One day, a blind man discovered a screw painting by Andrew Myers with his hands. The blind man found as much enjoyment out of the tactile elements of the work as any sighted person ever has by just looking at them. Andrew considers this moment as one of the most inspiring of his career. This led us to a question: Why is touching artwork so taboo?
Prior to the mid-1800s, tactile interaction was commonplace for visitors experiencing collections of art, but as museums of art evolved, rules forbidding touch became the norm. In some cases, these were to protect artwork that truly was not meant to be touched, but in large part these norms had nothing do with preservation and everything to do with nineteenth century politics of gender, race and class control.

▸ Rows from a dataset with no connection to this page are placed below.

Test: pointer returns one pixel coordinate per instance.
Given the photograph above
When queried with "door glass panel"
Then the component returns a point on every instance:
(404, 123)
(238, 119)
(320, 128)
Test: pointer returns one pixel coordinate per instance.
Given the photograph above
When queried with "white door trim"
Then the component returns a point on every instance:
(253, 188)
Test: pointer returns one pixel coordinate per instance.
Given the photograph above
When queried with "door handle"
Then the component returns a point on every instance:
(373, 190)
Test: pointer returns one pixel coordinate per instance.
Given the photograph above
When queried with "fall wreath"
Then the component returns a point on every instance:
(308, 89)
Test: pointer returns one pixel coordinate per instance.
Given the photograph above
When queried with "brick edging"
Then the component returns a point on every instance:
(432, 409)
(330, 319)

In light of all this, Cantor Fine Art decided to create a documentary that elevates the level of tactile arts, and gives back to the visually impaired community. It was at that point that they met George Wurtzel.
George is a blind artisan and teacher working at Enchanted Hills Camp in Napa Ca. This is a 300 acre camp nestled in the red wood forest above Napa Valley. Enchanted Hills is a summer camp for the visually impaired. Here George teaches blind folks, through example, how to use all the equipment necessary to become blind artisans.
Currently, George is converting an old grape crushing barn into a Tactile Art Center. The top floor of the building is his 1900 sq. ft. wood working shop. The bottom floor will be his Tactile Art gallery space where blind people can feel and sell their artwork.
‘Cantor Fine Art‘ fell in love with George and his mission and wanted to support his new tactile art gallery. So they worked with Andrew Myers to surprise George with a tactile portrait of himself. The first portrait he will be able to feel and recognize.